Key findings from the literature show that children significantly outperformed the 30 AI systems across most examined tests. Human participants also performed better than the two top-scoring models from the 2019 competition. While both groups navigated basic tasks with similar success, children demonstrated superior abilities in complex cognitive challenges. Specifically, AI systems performed significantly worse in detour tasks, spatial elimination, and object permanence assessments. These results indicate that current machines lack several cognitive abilities possessed by children aged 6-10. Both groups struggled equally during tool-use tasks, indicating high difficulty for all subjects. The data confirm that while machines handle simple movement, they fail to match human flexibility in complex scenarios. These findings highlight a substantial gap in reasoning capabilities between the two groups.

Conclusions:

The authors suggest that children aged 6-10 demonstrate superior cognitive flexibility compared to current machine learning models. Synthesis and implications indicate that while systems navigate simple environments well, they fail at complex spatial reasoning. The researchers propose that object permanence remains a significant hurdle for non-biological agents. Findings imply that both humans and machines struggle with physical tool manipulation tasks. The study highlights a clear performance disparity in detour and elimination challenges. Authors conclude that current AI architectures lack the robust problem-solving abilities observed in young human subjects. The evidence suggests that benchmarking must prioritize novel, ability-oriented tasks to accurately measure intelligence. These results provide a baseline for future efforts to improve machine reasoning capabilities.

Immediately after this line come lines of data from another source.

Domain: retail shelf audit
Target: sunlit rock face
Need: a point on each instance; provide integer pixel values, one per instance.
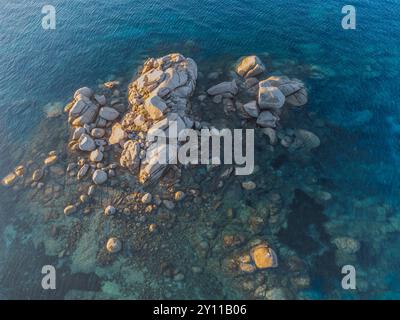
(159, 95)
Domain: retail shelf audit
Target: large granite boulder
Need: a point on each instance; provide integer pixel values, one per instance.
(270, 97)
(162, 91)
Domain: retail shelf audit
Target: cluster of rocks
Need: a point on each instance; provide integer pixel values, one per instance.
(26, 175)
(272, 94)
(158, 97)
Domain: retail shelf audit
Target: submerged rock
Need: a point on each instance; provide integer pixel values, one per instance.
(96, 156)
(84, 91)
(70, 209)
(9, 180)
(86, 143)
(50, 160)
(267, 120)
(83, 111)
(347, 245)
(250, 66)
(269, 97)
(252, 109)
(264, 257)
(99, 177)
(146, 198)
(38, 174)
(224, 87)
(113, 245)
(293, 89)
(271, 134)
(130, 156)
(110, 210)
(249, 185)
(306, 139)
(179, 195)
(97, 133)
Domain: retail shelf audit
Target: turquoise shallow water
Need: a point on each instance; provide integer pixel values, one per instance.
(352, 78)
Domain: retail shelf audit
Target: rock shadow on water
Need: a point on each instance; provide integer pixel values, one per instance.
(306, 234)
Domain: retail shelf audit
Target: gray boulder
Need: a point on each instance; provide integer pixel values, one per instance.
(99, 177)
(252, 109)
(130, 156)
(155, 106)
(269, 97)
(86, 143)
(110, 114)
(267, 120)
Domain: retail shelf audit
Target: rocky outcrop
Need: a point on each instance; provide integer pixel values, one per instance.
(158, 97)
(82, 110)
(130, 156)
(267, 120)
(269, 97)
(293, 90)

Children aged 6-10 consistently outperformed 30 AI systems across most tested categories. Specifically, human participants surpassed the top-performing models from the 2019 competition, demonstrating greater success in complex cognitive domains compared to the synthetic agents.

The assessment utilized the Animal-AI Environment, a platform designed to replicate comparative psychology testing. This tool focuses on ability-oriented challenges rather than narrow, task-specific goals like board games, allowing for a broader evaluation of cognitive flexibility in both biological and synthetic subjects.

Complex tasks like spatial elimination, detour navigation, and object permanence were necessary to distinguish human capabilities from machine limitations. These specific challenges revealed that while machines handle basic movement, they lack the advanced reasoning required for more intricate problem-solving scenarios.

The study involved 52 children aged 6-10 and 30 distinct AI systems. This data set allowed researchers to contrast the developmental cognitive stage of young humans against the current state of computational intelligence across a variety of novel problem-solving scenarios.

Both groups displayed poor performance during tool-use tasks. This shared limitation suggests that manipulating physical objects remains a difficult phenomenon for both biological children and non-biological machines, indicating that neither group has mastered this specific type of environmental interaction.

The researchers propose that current AI architectures lack several cognitive abilities present in children. They imply that future development should focus on these identified gaps to bridge the performance divide observed in complex spatial and object-based reasoning tests.